Chaque pas réserve une nouvelle surprise. Par bonheur, aucun guide n’a encore été écrit pour détailler les beautés de la capitale mandchoue et aucune description encombrante n’altère le charme de la réalité.

Pour se représenter Moukden, il faut imaginer un échiquier oblong. Comme toutes les villes chinoises, elle est régulière dans ses grandes lignes : deux rues principales en croix et d’innombrables petites rues qui les coupent. Au croisement des deux grandes rues, au milieu de la ville, s’élève une grande tour, au sommet de laquelle un tambour et un gong servent à annoncer le commencement et la fin de la journée et à sonner l’alarme en cas de danger. Il y a une petite salle pour un détachement de soldats qui passent ; leur temps de garde dans un paisible sommeil.

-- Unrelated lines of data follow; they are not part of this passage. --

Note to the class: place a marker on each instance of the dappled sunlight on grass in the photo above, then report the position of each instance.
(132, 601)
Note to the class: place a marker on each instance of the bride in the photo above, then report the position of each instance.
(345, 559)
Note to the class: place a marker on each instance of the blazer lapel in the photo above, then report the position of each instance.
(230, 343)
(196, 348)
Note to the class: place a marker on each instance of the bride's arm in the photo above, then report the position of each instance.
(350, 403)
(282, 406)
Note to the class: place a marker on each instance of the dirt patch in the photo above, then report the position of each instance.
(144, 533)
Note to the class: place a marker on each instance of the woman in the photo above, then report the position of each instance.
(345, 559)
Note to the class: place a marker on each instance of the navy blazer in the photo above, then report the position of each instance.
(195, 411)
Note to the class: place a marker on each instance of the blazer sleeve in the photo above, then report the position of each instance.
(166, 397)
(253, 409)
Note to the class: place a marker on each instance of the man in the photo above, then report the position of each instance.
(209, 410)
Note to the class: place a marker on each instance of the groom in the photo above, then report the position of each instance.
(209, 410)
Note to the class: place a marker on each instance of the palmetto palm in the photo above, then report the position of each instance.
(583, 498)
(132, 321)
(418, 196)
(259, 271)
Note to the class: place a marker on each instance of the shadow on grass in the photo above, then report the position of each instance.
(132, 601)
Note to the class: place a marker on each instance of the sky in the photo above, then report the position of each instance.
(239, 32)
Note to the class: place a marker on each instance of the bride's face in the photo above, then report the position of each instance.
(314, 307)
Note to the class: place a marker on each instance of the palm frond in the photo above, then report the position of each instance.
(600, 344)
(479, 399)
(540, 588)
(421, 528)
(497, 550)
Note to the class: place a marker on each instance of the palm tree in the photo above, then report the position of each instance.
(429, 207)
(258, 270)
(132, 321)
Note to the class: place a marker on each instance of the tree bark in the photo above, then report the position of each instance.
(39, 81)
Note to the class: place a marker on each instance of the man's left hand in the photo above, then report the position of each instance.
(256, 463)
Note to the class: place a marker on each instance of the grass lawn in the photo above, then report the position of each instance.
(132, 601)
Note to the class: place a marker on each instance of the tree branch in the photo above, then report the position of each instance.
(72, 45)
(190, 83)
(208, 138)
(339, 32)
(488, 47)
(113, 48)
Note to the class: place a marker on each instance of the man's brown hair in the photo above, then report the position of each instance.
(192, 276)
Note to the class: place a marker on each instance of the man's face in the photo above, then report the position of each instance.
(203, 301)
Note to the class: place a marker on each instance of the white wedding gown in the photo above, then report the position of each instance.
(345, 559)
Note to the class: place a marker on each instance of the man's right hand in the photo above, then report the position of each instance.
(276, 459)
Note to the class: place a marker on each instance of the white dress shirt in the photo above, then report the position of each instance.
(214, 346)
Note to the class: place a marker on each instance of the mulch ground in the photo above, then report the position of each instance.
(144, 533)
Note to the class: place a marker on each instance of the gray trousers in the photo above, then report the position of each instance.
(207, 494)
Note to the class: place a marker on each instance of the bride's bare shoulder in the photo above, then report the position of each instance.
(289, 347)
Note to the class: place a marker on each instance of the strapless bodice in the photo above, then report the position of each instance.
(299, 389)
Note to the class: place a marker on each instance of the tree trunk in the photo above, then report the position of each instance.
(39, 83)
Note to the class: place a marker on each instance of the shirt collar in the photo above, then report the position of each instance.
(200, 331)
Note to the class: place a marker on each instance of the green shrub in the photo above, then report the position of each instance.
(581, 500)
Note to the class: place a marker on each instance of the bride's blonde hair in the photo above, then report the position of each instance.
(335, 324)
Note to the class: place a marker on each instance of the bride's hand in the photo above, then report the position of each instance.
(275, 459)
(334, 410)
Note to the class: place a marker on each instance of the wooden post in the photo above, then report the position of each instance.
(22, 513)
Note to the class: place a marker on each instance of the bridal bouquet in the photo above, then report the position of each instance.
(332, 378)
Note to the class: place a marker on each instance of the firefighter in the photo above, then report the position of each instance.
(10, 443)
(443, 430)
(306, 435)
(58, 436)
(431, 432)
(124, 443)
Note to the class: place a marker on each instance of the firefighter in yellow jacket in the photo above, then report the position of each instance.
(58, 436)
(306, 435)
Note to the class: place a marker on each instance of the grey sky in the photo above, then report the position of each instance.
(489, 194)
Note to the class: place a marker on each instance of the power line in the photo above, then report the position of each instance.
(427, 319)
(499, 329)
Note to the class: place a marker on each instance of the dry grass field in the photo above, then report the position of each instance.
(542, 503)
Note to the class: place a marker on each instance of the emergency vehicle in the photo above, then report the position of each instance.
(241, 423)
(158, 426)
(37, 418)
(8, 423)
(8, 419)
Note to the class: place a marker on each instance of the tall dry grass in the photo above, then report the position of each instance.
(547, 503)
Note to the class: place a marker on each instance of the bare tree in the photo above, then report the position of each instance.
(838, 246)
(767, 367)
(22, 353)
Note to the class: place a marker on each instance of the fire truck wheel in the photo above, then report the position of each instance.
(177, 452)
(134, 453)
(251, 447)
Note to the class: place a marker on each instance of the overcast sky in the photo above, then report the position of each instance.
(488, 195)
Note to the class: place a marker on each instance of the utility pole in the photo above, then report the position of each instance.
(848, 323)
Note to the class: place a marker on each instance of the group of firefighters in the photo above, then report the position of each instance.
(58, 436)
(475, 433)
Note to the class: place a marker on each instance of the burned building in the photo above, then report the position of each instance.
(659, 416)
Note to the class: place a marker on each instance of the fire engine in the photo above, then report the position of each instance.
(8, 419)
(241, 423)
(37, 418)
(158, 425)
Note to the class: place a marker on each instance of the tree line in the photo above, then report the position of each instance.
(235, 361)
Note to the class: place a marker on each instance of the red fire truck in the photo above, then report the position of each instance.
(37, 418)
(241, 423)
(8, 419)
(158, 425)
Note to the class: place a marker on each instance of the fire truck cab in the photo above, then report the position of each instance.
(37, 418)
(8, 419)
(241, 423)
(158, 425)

Il serait difficile d’énumérer les curiosités de Moukden, car il n’est rien, fût-ce la plus petite bicoque avec son toit bizarre et son singulier style, qui n’y puisse intéresser un Occidental, non seulement au point de vue des matériaux et des formes, mais comme indice de l’esprit et des conceptions architecturales d’une nation. Comme je l’ai déjà dit, c’est l’effet général qui est si charmant, le pittoresque et la nouveauté qui nous frappent. Parfois les maisons sont très délabrées, les murs penchent et sur quelques toits pousse un vrai jardin de mousses et de fleurs ; mais ce n’est qu’une raison de plus pour le peintre de considérer qu’il a un objet sans prix sous les yeux.

Parmi les édifices publics les plus intéressans, il y a quelques yamens appartenant au Gouvernement, occupés par le gouverneur et quelques autres mandarins ; un ou deux monastères de Llamas et les vastes bâtimens où résident le consul de Russie et le général en chef. Enfin — et non le moindre — celui qui est occupé par la fameuse banque russo-chinoise et ses agens.